O grande problema de Deus é que não o conhecemos senão na mente e no
coração dos homens. E os homens constroem a sua fé com a frágil
experiência de seus limitados sentidos, suficientes apenas para o
trânsito no mundo em que vivemos. Os olhos podem crescer nos telescópios
e ir ao fundo dos universos, ou na perscrutação das moléculas e átomos,
mas isso é pouco para encontrar Deus, e menos ainda para construí-lo.
Sendo assim, e desde que há comunidades políticas, o monoteísmo tem
servido para identificar ou acerbar as razões ou desrazões nacionais.
O Ocidente judaico-cristão não assimilou a chamada terceira revelação, a
de Maomé, embora ela não tenha significado nenhuma apostasia essencial
ao hebraísmo. O problema se tornou político, com a expansão dos povos
árabes pelo norte da África e a invasão da Península Ibérica. Os
islamitas sempre toleraram os cultos judaicos e cristãos nas áreas sob
sua jurisdição política, mas a política recomendava aos reis cristãos a
expulsão dos árabes da Europa e a guerra, continuada, fosse para
contê-los, fosse para fazê-los retroceder ou para eliminá-los.
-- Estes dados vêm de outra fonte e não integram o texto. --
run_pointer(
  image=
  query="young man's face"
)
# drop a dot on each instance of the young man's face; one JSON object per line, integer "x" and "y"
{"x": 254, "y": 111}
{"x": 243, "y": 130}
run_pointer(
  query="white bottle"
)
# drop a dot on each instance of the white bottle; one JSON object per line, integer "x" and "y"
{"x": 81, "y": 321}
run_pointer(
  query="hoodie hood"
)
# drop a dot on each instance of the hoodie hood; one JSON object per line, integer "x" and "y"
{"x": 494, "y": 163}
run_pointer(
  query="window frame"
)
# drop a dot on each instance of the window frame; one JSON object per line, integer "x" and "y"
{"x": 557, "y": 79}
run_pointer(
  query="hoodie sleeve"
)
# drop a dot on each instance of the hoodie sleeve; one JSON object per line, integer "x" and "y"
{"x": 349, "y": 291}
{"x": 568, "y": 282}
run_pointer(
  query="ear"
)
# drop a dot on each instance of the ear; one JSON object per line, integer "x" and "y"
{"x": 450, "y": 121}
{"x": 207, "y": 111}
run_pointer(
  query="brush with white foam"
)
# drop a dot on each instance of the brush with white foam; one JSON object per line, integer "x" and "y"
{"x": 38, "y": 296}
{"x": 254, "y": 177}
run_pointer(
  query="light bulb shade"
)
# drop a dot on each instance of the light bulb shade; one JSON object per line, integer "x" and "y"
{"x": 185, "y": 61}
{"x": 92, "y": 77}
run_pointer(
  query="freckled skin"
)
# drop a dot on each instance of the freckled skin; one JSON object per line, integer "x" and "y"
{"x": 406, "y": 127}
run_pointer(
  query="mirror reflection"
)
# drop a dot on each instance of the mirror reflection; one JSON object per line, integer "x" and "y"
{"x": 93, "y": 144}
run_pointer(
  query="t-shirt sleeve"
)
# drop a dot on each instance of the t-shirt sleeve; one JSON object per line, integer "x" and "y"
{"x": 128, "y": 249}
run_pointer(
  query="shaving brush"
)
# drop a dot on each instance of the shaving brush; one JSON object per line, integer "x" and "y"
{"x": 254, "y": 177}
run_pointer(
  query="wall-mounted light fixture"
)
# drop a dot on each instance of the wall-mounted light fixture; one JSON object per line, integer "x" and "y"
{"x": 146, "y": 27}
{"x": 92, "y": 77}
As cruzadas ainda não acabaram, e se tornaram menos românticas e mais cruéis por causa do petróleo.
Agora, um filme de baixa qualidade técnica e artística – conforme a
opinião de especialistas – traz novo comburente às velhas chamas. Sem
nenhum fundamento histórico, um fanático israelita (é o que se sabe)
produz película eivada de insultos e ódio contra o fundador do
islamismo, como se Maomé tivesse sido o mais infame e desprezível
personagem da História. Como o filme foi produzido nos Estados Unidos, a
reação imediata foi contra as representações diplomáticas nos países
islâmicos. Essa reação, que culminou com a morte do embaixador
norte-americano na Líbia, ainda não se encontra contida, e é provável
que ainda se agrave, apesar das declarações do governo norte-americano,
que busca distanciar-se dos insultos.
Os republicanos, em plena campanha eleitoral, devem ter exultado. A
morte do Embaixador (asfixiado no incêndio do Consulado em Benghazi)
pode ter sido uma baixa para os seus quadros, mas representa um trunfo
contra Obama: sua política não tem conseguido dar segurança absoluta aos
cidadãos norte-americanos. É essa a mensagem de Romney ao eleitorado
dos Estados Unidos. A resposta de Obama, enviando dois destróieres à
Líbia, não foi a melhor para reduzir as tensões; ela pode
intensificá-las.
O que o governo de Washington e os republicanos não dizem é que o apoio,
incondicional, aos radicais de Israel, que pregam abertamente a
eliminação dos muçulmanos do mundo — assim como os nazistas desejavam a
eliminação de todos os judeus – estimulam os insultos infamantes ao Islã
e a resposta espontânea e violenta dos fanáticos do outro lado contra
aqueles a quem atribuem a responsabilidade maior: os norte-americanos. E
há ainda a hipótese, tenebrosa, mas provável, diante dos precedentes
históricos, de que as manifestações tenham partido de agentes
provocadores dos próprios serviços ocidentais – ou israelistas, o que dá
no mesmo.
A mentira de Blair e Bush – dois homens que o bispo Tutu, da África do
Sul, quer ver no banco dos réus em Haia – custou centenas de milhares de
civis mortos no Iraque e no Afeganistão, e muitos milhares de jovens
norte-americanos mortos, feridos, enlouquecidos nos combates inúteis.
Nada é pior para os capitalistas do que a paz – e nada melhor do que a
guerra, que sempre os enriquece mais, e na qual só os pobres morrem.